Note that the goal of our method is not to produce state-of-the-art segmentation results on high-resolution images. Instead, the goal is to allow training on heavily downscaled images without sacrificing segmentation performance.

Our approach is a general preprocessing method and can be applied to a variety of different segmentation tasks regardless of the underlying architecture, so long as the two networks output a segmentation mask. In addition, the rough segmentation portion can be substituted with any method that produces a bounding box for each object. Aside from object detection methods, the bounding boxes could also be determined manually by an expert, as shown in [4]. While we did not evaluate our approach on 3D networks in this paper, there is nothing in our approach that is specific to 2D images. Our approach can be extended to 3D images by using 3D neural network architectures and 3D bounding boxes for crop regions.

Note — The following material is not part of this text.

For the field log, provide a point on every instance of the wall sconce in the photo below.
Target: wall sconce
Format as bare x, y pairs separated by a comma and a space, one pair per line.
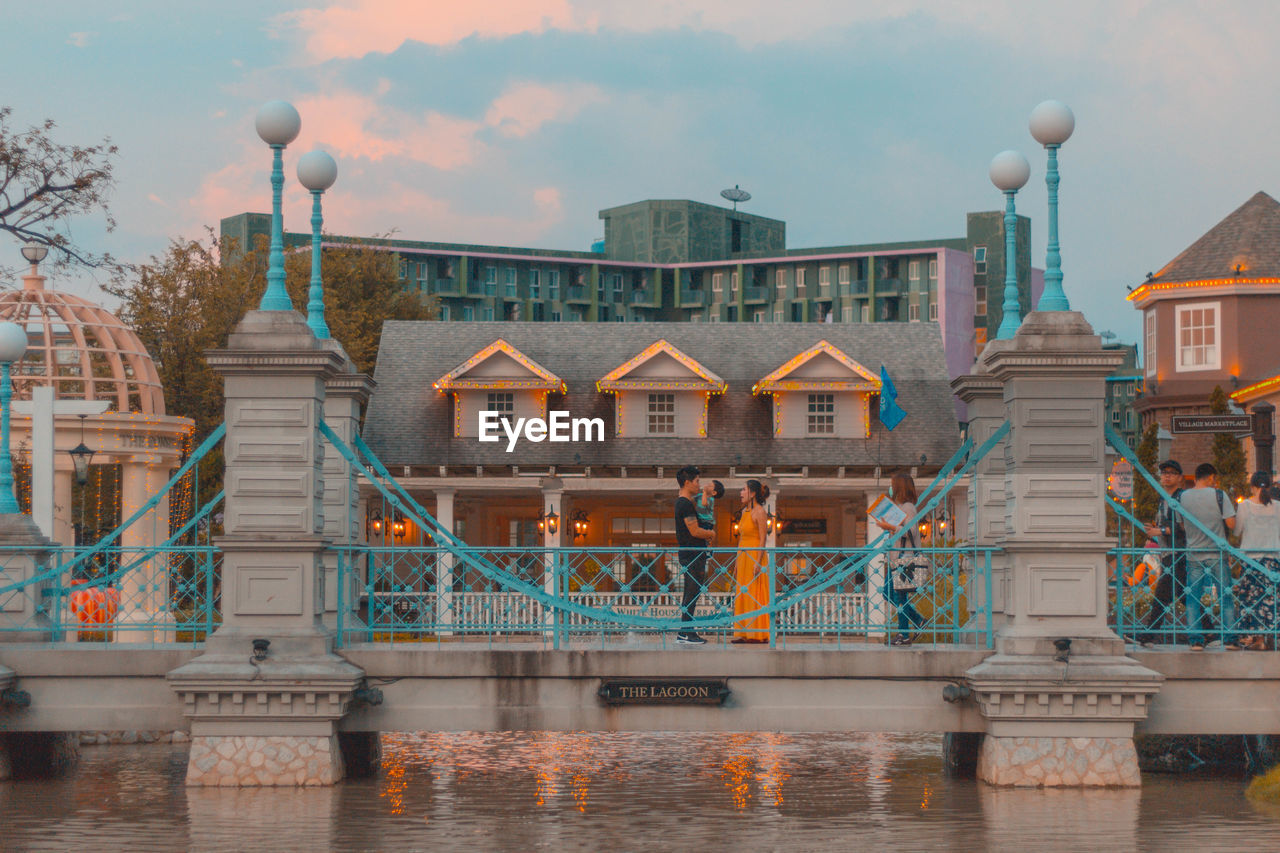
580, 521
548, 523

In addition, our approach could greatly benefit from using transfer learning, as the two networks use the same underlying architecture. It is possible that the results could be further improved with good transfer learning datasets as well as more complex training regimes such as contrastive learning [26]. During the development of this paper, we experimented with training the architecture end-to-end but failed to produce ways for the rough segmentation network to converge in a stable manner. We plan to explore this further in future work.

We believe that this approach will allow future researchers to train standard semantic segmentation neural networks on downscaled versions of very high-resolution images without sacrificing segmentation performance. We also show that these results are general across a variety of biomedical images and thus can be applied to a very large number of problems in this space.